PayPal co-founder Peter Thiel says he ‘underinvested’ in Bitcoin

Billionaire Peter Thiel shared concerns that investing in Bitcoin is already a “known secret.”

As Bitcoin (BTC) marked a new all-time high above $67,000, PayPal co-founder and billionaire venture capitalist Peter Thiel said he should have bought more Bitcoin.

Thiel spoke of cryptocurrencies, central banks and artificial intelligence (AI) during an interview in Miami hosted by policy think tank Lincoln Network, Bloomberg reported Oct. 20.

“You’re supposed to just buy Bitcoin,” Thiel said, adding: “I feel like I’ve been underinvested in it.”

The tech investor noted that his only concern about buying Bitcoin was that the investment “secret was already known by everybody.” “I think the answers are still to go long. Maybe it still is enough of a secret,” he added.

According to Thiel, the latest Bitcoin rally is definitely a big concern for global central banks. The cryptocurrency’s surge to its new historical highs “surely tells us that we are at a complete bankruptcy moment for the central banks,” Thiel stated.

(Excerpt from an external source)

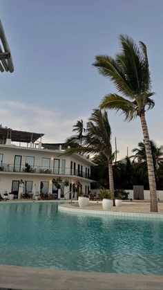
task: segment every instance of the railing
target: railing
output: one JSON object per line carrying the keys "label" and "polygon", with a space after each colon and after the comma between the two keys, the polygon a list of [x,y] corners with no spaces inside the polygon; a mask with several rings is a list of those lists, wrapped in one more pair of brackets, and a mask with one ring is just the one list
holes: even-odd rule
{"label": "railing", "polygon": [[88,172],[81,172],[77,170],[72,168],[57,168],[57,167],[46,167],[43,166],[31,166],[28,165],[17,165],[14,164],[3,163],[0,165],[0,172],[26,172],[33,174],[52,174],[52,175],[75,175],[79,177],[84,177],[90,179]]}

In the interview, Thiel also criticized AI as an opponent to crypto’s force for decentralization. “AI, especially the sort of low-tech, surveillance form, is essentially communist,” he said, adding that AI is technology that is “going to destroy the world.”

Related: Bitcoin briefly flippens Swiss franc after rally to new ATH

Thiel is one of the most vocal proponents of Bitcoin, claiming that Bitcoin succeeded as currency in 2014. The venture capitalist is also known for calling Bitcoin “a hedge against the whole world falling apart.” Earlier this year, the venture capitalist warned that the Chinese central government may be supporting Bitcoin as a means to undermine the foreign and monetary policy of the United States.

PayPal, which Thiel co-founded back in 1998, has been moving into crypto over the past year. The company officially announced its plans to introduce the ability to buy and sell cryptocurrencies like Bitcoin last October. PayPal has since rolled out crypto services in the United States and the United Kingdom.